I have $n$ Natural (positive intiger) numbers. I want to make a list of their pairs.
There are $n\choose2$ pairs, which is $O(n^2)$.
I want to make a list of these pairs by the absolute value of the subtraction.
so for example if my list is $(1,2,4,9)$ the output result would be:
$((1,2),(2,4),(1,4),(4,9),(2,9),(1,9))$
I am looking for an algoritm that would do so in $O(n^2)$. You can assume the list
is sorted at the beginning, any way its a matter of only $O(nlogn)$.
Thanks a lot!
 A: It is (probably) not possible to do better than $O(n^2 \log\ n)$ in the worst case. To see why, let us first look at the information we have about the input that could help us. We know that of the elements we want to sort, all intervals [$x$, $y$], some orderings are already given. That is, we know that if $x_1$ < $x_2$ < $x_3$ then [$x_1$,$x_3$] > [$x_1$,$x_2$] and [$x_1$,$x_3$] > [$x_2$,$x_3$]. So what we have is a poset of intervals where every interval is ordered by inclusion. The worst case complexity of sorting a poset is $O(\log\ L(n))$ where $L(n)$ is the number of linear extensions of the poset. And how many linear extensions are there for our situation? I used Sage to calculate the number of linear extensions for some small values, starting with $n$=3:
2, 16, 768, 292864, ...
This seems to be the sequence A005118. I unfortunately haven't found a way to prove that yet. But if we assume that $L(n)$ follows the sequence then we have the closed form
$$
L(n)=\frac{{n \choose 2}!}{\prod_{i=0}^{n-2}(2*i + 1)^{n - i - 1}}.
$$
Then we have
$$
\log(L(n))=\log\left(\frac{{n \choose 2}!}{\prod_{i=0}^{n-2}(2*i + 1)^{n - i - 1}}\right) \in \Theta\left(n^2*\log(n)\right)
$$
$$
\implies O(\log L(n)) = O(n^2\log\ n)
$$
so our algorithm can not be better than $O(n^2 \log\ n)$.
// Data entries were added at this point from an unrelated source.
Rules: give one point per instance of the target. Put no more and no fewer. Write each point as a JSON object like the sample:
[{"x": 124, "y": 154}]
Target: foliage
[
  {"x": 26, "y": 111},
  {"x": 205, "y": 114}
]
Edit: This is under the Decision tree model of computation. Other analysis could be done under other models. I think this is a pretty hard problem in general, given that it is reminiscent of X + Y sorting for which it is an open problem to find algorithms faster than $O(n^2 \log\ n)$.
A: If you know the minimum and maximum values of a list of $n$ integers, you can sort them in $O(n+k)$ time using Counting sort, where $k$ is the maximum element. You can determine the minimum and maximum in linear time.